Back in 2007, the Energy Independence and Security Act included a Renewable Fuel Standard intended to boost adoption of lower-emission alternative fuels.
It mandated increasingly-large amounts of ethanol to be blended with the U.S. fuel supply.
Just under a decade later, the legislation has attracted criticism from both opponents of ethanol and the ethanol industry itself—which believes it doesn't go far enough.
But the U.S. Environmental Protection Agency (EPA) isn't giving up on ethanol.
Instead of working to increase the amount of ethanol in the fuel supply slowly, the agency is now trying a different tactic.
An EPA proposal would reclassify ethanol blends above E15 as "ethanol flex fuels," potentially opening the door to wider use of these blends, according to Hemmings Motor News.
E15 is a blend of 15 percent ethanol and 85 percent gasoline, meaning it has more ethanol than the E10 that's already sold at most gas stations as the default fuel.
It's also the highest ethanol blend approved for use in new cars without modifications.
In 2012, the EPA declared E15 suitable for all cars built in 2001 or later, although some carmakers have disputed that.

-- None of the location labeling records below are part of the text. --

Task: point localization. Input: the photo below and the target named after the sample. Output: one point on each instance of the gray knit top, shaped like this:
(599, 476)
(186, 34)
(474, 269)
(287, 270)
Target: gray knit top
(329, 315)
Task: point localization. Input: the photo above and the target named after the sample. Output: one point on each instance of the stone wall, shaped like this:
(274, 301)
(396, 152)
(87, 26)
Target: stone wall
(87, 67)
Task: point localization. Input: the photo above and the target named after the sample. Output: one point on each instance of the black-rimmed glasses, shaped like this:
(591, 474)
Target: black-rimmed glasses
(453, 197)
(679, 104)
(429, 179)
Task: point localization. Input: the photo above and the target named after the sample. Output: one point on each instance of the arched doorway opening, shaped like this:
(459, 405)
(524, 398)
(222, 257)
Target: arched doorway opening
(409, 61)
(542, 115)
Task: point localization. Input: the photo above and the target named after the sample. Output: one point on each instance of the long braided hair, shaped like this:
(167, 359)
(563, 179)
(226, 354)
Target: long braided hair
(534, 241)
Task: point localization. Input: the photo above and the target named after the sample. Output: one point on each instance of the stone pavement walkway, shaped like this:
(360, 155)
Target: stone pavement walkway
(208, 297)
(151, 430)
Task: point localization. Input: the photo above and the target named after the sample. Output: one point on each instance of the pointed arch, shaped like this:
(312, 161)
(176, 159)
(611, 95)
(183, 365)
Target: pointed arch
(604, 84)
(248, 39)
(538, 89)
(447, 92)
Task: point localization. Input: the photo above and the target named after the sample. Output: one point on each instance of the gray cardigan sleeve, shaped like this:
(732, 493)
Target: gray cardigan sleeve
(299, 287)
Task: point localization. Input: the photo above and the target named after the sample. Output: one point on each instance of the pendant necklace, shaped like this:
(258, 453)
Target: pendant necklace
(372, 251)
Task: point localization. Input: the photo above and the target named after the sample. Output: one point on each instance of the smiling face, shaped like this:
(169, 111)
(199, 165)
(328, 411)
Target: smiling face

At the other end of the spectrum, E85—a blend of 85 percent ethanol and 15 percent gasoline—is approved for use only in "flex-fuel" vehicles specially equipped to burn the fuel.
The EPA proposal would place fuels with 16 to 50 percent ethanol in the same category as E85.
So like E85, these blends would be approved for use in designated flex-fuel vehicles, not all new cars.
GM E85 presentation
The agency hopes this will encourage more interest in both flex-fuel vehicles and the "blender pumps" that are required to add greater amounts of ethanol to gasoline.
In a market where multiple ethanol blends are available, these pumps could allow drivers to select the specific amount of ethanol to be blended with the gasoline they purchase.
But gas stations have been hesitant to switch to these pumps, owing to lack of consumer interest in the currently-available E15 blend and the cost of the installations.
While ethanol seemed like the only viable way to reduce oil consumption back in 2007, fuel-efficiency improvements and the proliferation of plug-in electric cars have also made its adoption less crucial.
U.S. Capitol Building
A bill introduced in the U.S. House of Representatives earlier this year to cap the annual amount of ethanol blended with gasoline remains in committee.
The EPA is expected to put its proposal for adding more ethanol blends to the flex-fuel category up for public comment shortly.
A final ruling on ethanol-blending requirements for 2017 is also expected to be issued by November 30.